One morning in September, at about six o’clock, I went into the room of my dear Babet, who was still asleep. Her smiling face was peacefully reposing on the white linen pillow-case. I bent over her, holding my breath. Heaven had blessed me with the good things of this world. I all at once thought of that summer day when I was moaning in the dust, and at the same time I felt around me the comfort due to labour and the quietude that comes from happiness. My good wife was asleep, all rosy, in the middle of her great bed; whilst the whole room recalled to me our fifteen years of tender affection.
I kissed Babet softly on the lips. She opened her eyes and smiled at me without speaking. I felt an almost uncontrollable desire to take her in my arms, and clasp her to my heart; but, latterly, I had hardly dared press her hand, she seemed so fragile and sacred to me.
I seated myself at the edge of the bed, and asked her in a low voice:
“Is it for to-day?”
“No, I don’t think so,” she replied. “I dreamt I had a boy: he was already very tall and wore adorable little black moustachios. Uncle Lazare told me yesterday that he also had seen him in a dream.”
I acted very stupidly.
“I know the child better than you do,” I said. “I see it every night. It’s a girl——”
And as Babet turned her face to the wall, ready to cry, I realised how foolish I had been, and hastened to add:
“When I say a girl—I am not quite sure. I see a very small child with a long white gown.—it’s certainly a boy.”
Babet kissed me for that pleasing remark.
“Go and look after the vintage,” she continued, “I feel calm this morning.”
“You will send for me if anything happens?”
“Yes, yes, I am very tired: I shall go to sleep again. You’ll not be angry with me for my laziness?”
And Babet closed her eyes, looking languid and affected. I remained leaning over her, receiving the warm breath from her lips in my face. She gradually went off to sleep, without ceasing to smile. Then I disengaged my hand from hers with a multitude of precautions. I had to manoeuvre for five minutes to bring this delicate task to a happy issue. After that I gave her a kiss on her forehead, which she did not feel, and withdrew with a palpitating heart, overflowing with love.
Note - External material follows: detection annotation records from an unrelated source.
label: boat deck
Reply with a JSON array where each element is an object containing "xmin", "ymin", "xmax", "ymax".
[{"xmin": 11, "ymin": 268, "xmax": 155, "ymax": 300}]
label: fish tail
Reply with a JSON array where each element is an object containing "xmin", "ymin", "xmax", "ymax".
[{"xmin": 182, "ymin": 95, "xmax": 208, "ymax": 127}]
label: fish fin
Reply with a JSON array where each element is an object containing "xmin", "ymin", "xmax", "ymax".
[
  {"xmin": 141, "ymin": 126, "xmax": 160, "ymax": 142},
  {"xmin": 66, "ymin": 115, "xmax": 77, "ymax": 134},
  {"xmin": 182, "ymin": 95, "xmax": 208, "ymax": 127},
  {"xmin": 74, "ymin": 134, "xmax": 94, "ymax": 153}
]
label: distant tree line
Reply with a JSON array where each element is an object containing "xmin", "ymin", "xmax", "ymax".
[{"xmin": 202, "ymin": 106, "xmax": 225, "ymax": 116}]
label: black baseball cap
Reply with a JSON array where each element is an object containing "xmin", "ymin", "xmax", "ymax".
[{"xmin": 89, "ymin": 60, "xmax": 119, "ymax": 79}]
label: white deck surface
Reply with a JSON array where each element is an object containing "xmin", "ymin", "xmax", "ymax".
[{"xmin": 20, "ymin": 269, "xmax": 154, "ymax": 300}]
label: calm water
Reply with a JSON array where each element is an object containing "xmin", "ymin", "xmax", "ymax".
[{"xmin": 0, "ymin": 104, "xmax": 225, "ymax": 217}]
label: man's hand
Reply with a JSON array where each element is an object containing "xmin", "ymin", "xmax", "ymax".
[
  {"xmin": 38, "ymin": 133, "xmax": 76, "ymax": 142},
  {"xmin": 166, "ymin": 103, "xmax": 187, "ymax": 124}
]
In the courtyard below, I found my uncle Lazare, who was gazing anxiously at the window of Babet’s room. So soon as he perceived me he inquired:
“Well, is it for to-day?”
He had been putting this question to me regularly every morning for the past month.
“It appears not,” I answered him. “Will you come with me and see them picking the grapes?”
He fetched his stick, and we went down the oak-tree walk. When we were at the end of it, on that terrace which overlooks the Durance, both of us stopped, gazing at the valley.